I would rather not pay ~$300 for the resident taxes/FICA by myself that my employer would have paid anyways (had I handed over the W9 to them just a day before than I did, when they processed payroll).

  • I am confused regarding the exchnage of money in the question. Assuming the company is willing to correct the employees error, the following will happen: the next pay check will be ~$300 less. Behind the scenes the company will send an additional ~$300 from their profits to the IRS for FICA. Commented Jul 27, 2013 at 15:11

2 Answers 2


They should be able to figure it out. They submit the paperwork to the IRS on a quarterly/yearly basis, and they should be able to charge you the amounts you should have paid in the next period. It is their responsibility, and you should let them fix it. Ask your tax adviser what happens if they don't, but since its only one pay period that got miscalculated, it may just fall between the cracks, so I wouldn't worry too much. But again - verify with a tax professional.
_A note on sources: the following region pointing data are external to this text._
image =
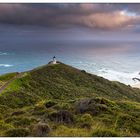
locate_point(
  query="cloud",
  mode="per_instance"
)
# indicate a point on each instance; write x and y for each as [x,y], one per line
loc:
[94,16]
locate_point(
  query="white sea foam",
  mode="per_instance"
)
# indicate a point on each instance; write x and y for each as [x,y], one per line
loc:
[123,77]
[5,65]
[3,53]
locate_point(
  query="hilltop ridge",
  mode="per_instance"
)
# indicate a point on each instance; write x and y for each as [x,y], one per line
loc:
[65,98]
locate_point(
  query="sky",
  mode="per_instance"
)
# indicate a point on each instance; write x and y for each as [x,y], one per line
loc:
[72,21]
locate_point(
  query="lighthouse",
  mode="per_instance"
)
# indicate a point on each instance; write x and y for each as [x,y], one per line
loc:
[54,60]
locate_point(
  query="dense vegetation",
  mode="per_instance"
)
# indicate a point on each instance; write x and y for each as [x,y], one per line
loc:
[59,100]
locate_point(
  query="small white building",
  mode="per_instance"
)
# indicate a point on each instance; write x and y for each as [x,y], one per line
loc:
[54,60]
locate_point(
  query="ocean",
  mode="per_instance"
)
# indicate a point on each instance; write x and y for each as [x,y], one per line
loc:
[113,60]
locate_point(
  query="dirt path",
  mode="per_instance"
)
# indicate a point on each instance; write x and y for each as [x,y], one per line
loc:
[8,82]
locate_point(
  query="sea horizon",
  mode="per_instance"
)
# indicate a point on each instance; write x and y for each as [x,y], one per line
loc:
[113,60]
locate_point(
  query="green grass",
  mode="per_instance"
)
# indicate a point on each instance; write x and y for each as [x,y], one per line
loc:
[7,76]
[38,98]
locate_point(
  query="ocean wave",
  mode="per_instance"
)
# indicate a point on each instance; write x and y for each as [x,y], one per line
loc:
[124,77]
[5,65]
[3,53]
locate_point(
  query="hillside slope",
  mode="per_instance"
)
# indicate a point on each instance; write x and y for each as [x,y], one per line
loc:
[59,100]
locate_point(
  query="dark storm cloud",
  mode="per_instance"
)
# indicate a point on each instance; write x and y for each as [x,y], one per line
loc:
[95,16]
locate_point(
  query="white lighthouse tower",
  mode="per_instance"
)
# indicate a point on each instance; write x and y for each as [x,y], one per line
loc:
[54,60]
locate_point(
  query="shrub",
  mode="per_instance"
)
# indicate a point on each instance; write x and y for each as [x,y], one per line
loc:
[124,122]
[104,133]
[40,130]
[50,104]
[64,131]
[4,126]
[17,132]
[62,116]
[18,112]
[20,121]
[86,121]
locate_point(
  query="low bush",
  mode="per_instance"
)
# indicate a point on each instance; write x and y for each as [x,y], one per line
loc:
[17,132]
[104,133]
[50,104]
[40,130]
[86,121]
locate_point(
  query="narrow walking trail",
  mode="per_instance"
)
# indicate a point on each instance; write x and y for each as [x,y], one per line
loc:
[8,82]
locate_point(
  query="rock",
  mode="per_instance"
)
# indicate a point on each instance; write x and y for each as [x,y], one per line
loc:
[62,116]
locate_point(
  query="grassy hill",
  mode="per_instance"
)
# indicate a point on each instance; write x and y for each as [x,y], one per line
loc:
[59,100]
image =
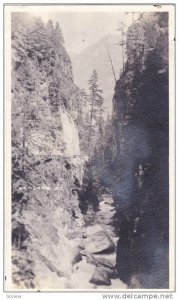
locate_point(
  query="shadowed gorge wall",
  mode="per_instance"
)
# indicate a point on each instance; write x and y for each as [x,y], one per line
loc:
[140,121]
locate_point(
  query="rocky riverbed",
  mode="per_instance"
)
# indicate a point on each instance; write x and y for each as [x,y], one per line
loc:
[95,264]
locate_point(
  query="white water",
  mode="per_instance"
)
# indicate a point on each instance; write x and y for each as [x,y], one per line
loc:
[70,135]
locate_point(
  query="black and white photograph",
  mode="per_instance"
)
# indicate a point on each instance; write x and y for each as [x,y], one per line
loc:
[89,147]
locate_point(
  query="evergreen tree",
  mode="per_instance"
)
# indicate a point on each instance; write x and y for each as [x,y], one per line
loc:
[96,103]
[58,35]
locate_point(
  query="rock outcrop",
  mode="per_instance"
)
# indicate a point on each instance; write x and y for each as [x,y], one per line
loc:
[140,164]
[47,163]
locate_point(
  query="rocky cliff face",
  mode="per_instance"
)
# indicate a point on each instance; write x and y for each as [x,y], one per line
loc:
[140,166]
[47,164]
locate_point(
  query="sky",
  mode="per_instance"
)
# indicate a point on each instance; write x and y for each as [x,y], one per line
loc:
[82,29]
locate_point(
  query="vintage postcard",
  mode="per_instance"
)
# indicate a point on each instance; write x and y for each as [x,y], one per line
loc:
[89,147]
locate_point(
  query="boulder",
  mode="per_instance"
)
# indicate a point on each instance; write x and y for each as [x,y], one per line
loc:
[99,242]
[100,277]
[90,230]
  • Accounting possibly wants to give excuses to save paying that $300 and other paperwork on my behalf. I need to show them some documentation that will show them step-by-step what needs to be done (because I forgot to update my tax status when they ran payroll)
    – sekharan
    Commented Jul 26, 2013 at 20:07
  • Not to get you confused, in my answer to the other question I said "its your responsibility", and here I say "its their". Your responsibility is to notify, which you did. Their responsibility is to correct.
    – littleadv
    Commented Jul 26, 2013 at 20:07
  • 1
    I believe its more the hassle than the actual money. They're just being lazy/incompetent.
    – littleadv
    Commented Jul 26, 2013 at 20:08
  • Unless I can show them documentation that it's their responsibility is to correct I might not be able to close this. I want to make it easy by showing them suggestions on how to do this easily.
    – sekharan
    Commented Jul 26, 2013 at 20:08
  • 2
    @sekharan no, you cannot. You're not 1099 contractor, you're W2 employee. You cannot pay FICA yourself. Your failure to notify by one day is not an excuse for them not to remedy this when you did notify. The quarter/year hasn't ended, they could have fixed it, had they wanted. Leave it to them, its their problem. IMHO.
    – littleadv
    Commented Jul 26, 2013 at 20:20

I would rather not pay ~$300 for the resident taxes/FICA by myself

This doesn't make sense at all. You do not pay anything to anyone. It's between the company and IRS.

Issue a check to me

This also doesn't make sense. Why would they pay you? They pay the IRS. You are not involved.